KARACHI, 15 September 2005 — Pakistani police arrested a key suspect in the slaying last year of a prominent Sunni in the port city, sources said.
Mufti Mizamuddin Shamzai, who had called for a “jihad” against the United States after the invasions of Afghanistan and Iraq, was shot dead in May 2004.
Nafees Khan, 30, a Shiite, was nabbed in a police raid on a house in an eastern neighborhood of Karachi, said police investigator Farooq Awan.
The raid came after a witness had earlier identified Nafees from a picture in a police database of militant suspects as one of the six gunmen who shot the noted cleric last year, Awan said.
Awan described Nafees as a “key suspect for us” but would not say whether Nafees was linked with any militant group.
Shamzai was a strong supporter of Afghanistan’s former Taleban regime.
Unidentified gunmen shot dead a Shiite Muslim in Quetta yesterday , police said.
Two attackers sprayed bullets at Ijaz Jaffry as he went to the government office where he worked as a clerk in Quetta, the capital of restive Balochistan province.
An angry crowd then took the body to the provincial governor’s residence but police using tear gas shells dispersed them, witnesses said.
In another incident, a bomb strapped to a man’s body exploded inside an Islamic school in Balochistan yesterday, killing him and injuring four other people, an official said.
The explosion occurred in the seminary in Samzai, a village about 70 km northwest of Quetta, capital of southwestern Balochistan province, local government administrator Asmatullah Kakar said. Kakar said it was not clear whether it was a suicide attack targeting the Sunni Muslim school.

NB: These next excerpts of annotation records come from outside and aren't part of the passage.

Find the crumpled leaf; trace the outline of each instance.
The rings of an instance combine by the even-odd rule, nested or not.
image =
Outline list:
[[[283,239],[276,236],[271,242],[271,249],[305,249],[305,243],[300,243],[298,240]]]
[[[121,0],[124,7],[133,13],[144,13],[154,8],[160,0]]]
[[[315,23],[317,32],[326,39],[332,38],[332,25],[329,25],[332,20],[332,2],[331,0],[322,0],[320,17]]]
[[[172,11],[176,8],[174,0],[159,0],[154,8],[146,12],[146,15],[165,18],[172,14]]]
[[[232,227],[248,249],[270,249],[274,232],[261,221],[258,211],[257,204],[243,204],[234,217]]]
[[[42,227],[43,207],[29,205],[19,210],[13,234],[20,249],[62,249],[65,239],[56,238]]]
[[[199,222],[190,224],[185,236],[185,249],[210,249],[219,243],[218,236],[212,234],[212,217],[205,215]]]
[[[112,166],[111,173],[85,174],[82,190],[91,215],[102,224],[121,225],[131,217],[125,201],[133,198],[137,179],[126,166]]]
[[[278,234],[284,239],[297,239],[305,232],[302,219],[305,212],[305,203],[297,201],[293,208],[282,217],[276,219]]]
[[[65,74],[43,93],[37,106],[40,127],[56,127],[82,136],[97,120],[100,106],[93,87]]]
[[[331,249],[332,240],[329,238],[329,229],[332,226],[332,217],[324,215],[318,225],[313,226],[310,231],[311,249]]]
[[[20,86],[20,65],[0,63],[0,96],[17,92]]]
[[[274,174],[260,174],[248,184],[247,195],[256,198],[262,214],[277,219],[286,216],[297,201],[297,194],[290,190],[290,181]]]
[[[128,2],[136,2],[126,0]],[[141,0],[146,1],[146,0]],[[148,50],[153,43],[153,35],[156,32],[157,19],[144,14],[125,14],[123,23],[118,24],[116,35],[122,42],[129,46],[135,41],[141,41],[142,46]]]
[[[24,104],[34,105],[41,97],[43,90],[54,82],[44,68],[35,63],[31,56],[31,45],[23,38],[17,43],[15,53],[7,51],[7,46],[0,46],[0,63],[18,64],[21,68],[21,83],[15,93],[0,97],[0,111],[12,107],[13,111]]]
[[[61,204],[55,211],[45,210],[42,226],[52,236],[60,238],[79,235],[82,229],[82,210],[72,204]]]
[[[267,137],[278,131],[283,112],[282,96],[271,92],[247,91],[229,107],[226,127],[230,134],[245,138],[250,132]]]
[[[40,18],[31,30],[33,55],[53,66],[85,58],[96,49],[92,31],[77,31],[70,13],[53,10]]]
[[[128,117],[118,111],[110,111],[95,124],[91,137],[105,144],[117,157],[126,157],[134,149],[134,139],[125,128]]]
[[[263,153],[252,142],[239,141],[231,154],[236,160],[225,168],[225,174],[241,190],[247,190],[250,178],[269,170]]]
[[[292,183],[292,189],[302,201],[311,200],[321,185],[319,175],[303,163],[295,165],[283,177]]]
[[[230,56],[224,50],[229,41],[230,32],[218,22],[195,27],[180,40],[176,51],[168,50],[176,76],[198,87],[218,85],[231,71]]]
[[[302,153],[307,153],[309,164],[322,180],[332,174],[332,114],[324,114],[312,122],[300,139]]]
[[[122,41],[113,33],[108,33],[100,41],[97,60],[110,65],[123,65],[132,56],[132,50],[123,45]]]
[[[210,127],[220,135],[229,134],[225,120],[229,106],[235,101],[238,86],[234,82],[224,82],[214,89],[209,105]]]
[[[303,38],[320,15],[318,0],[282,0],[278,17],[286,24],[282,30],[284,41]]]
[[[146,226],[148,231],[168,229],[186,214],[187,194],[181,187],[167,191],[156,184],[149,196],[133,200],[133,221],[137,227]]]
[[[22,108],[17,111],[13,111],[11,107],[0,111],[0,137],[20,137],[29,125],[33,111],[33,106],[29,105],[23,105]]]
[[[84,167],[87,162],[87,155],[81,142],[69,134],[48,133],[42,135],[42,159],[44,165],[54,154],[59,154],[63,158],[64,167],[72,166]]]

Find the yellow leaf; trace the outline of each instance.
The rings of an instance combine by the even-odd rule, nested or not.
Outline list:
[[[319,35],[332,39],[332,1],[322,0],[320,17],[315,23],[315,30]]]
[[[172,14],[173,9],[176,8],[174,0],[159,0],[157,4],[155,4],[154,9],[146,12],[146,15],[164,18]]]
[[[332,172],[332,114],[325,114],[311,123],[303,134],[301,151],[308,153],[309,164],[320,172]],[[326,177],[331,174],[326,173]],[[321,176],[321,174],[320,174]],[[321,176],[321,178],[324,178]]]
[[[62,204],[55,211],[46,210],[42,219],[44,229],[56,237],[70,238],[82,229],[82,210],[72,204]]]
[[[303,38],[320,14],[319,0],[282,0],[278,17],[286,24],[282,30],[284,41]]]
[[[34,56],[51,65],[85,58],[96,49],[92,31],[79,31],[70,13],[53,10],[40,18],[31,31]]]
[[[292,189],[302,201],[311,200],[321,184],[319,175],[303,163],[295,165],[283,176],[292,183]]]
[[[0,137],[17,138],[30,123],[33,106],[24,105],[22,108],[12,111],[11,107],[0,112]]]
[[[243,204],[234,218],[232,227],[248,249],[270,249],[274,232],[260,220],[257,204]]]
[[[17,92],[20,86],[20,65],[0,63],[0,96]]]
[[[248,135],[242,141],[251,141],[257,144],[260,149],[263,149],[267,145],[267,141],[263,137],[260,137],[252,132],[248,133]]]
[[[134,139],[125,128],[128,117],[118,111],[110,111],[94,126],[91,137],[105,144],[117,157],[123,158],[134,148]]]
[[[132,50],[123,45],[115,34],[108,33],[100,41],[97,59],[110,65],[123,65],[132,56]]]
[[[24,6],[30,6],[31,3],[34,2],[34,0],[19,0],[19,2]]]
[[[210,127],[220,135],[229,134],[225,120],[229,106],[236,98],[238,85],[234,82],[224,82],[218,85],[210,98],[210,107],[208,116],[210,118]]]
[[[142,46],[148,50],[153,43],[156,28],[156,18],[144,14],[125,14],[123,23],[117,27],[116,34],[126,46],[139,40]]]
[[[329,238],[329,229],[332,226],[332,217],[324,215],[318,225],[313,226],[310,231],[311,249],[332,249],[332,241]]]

“We do not know yet whether they wanted to carry out explosions in the madrassa or an act of terrorism elsewhere,” he said.
The man who died came to the school with two other men, all posing as guests in the village, and they were speaking with the school’s administrator when the bomb went off, Kakar said, quoting the administrator, Maulvi Jamaluddin.
The two other visitors and two students at the school were injured.
The two injured men have been arrested and police seized five homemade bombs from them, Kakar said.
The men’s names were not given; Kakar said one is an Afghan.
Meanwhile, counterterrorism experts are questioning 21 suspects captured at an Al-Qaeda hide-out for clues about remnants of the terror network and the Taleban, an intelligence official said yesterday.
The suspects — who intelligence official said include Afghans — were captured this week during the biggest-ever military operation in North Waziristan.
Lt. Gen. Safdar Hussain, the top army commander responsible for anti-terrorism operations, said Tuesday that troops had destroyed a major Al-Qaeda hide-out and caught “some important men.”
He would not identify them.
The hide-out appeared sophisticated, Hussain said, with communications equipment to contact militants in Afghanistan, a cache of bombs, detonators and rockets, and a tiny Chinese-made drone aircraft used for surveillance.